Mornin’ glories, I’m Kelly. I have been a stay at home mom for 9 years with who I affectionately call my “spawn” and the time is coming for me to put my youngest down from my arms to let her make her own footprints in the sand. People keep asking me if I am going back to work, what will I do with all my free time or do we plan to have more kids (HA!). And I realize, I have no idea what I want to be anymore.

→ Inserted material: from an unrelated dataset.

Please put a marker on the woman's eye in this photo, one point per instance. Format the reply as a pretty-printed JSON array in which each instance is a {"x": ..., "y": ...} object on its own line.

Throughout the posts on my blog you will read about my life as a special needs mom, a MOPS mom, a Army wife, a advocate, a insecure extrovert and a mom trying to find herself as a person again. I don’t sugar coat my life or glue a fake plastic smile on my face. Outsiders seem to feel my life is stressful, emotional and hard to manage and wondering how I am not in a straight jacket yet. I tell them this is the only life I know how to live. I have discovered in order to balance the doctors visits, therapists, absent husband and normal mom guilt, I have become the champion of creative ideas, master of procrastination, and collector of unfinished projects. For all you visual folks here is a quick cheat sheet about me-
“Before “the mom”
A long long time ago, in a Midwest state, I grew up a block from my husband; unknowingly. We went to school together, played sports together and are even in the back ground of old family photos (creepy huh?). Our lives always led linear paths, until one day they finally crossed. High school sweethearts married in college and entered the world of parenthood and active duty military at the same time. Luckily by then, I had finished college with my bachelors in communications. I volunteered my time and talents helping to create and publicize the Blue Star Mothers of America organization Missouri chapter and later on local chapters in Alabama. I attempted to take on the world and motherhood simultaneously. I planned on going back to work soon after the birth of our son. I felt I could not keep my sanity and still be a good mom if I had to stay at home with him. I was determined to keep myself as me and not be defined by parenthood. 9 years later, I am still a stay at home mom. One day I will get back to finishing my masters, writing that book and reading the dozens I have saved on my “to read” list. However, the “before mom” had to be wrapped up in a nice little box to memorialized.
“Being “the mom”
Being promoted to “mom” was lighting fast. One minute we were having a blizzard, the next my water broke on my doctor. No contractions and having to be told when to push- spawn #1 was born. Then eventually #2 and #3. Of course, these events were not without their nightmares. My definition of “the mom” morphed into “the special needs mom”. No longer was I worried about playgroups and preschool, I was worried about if my son would be alive until his next play date. Yes, is is that serious. Welcome to the world of rare diseases. Yet, I didn’t get a welcome packet or university tee shirt.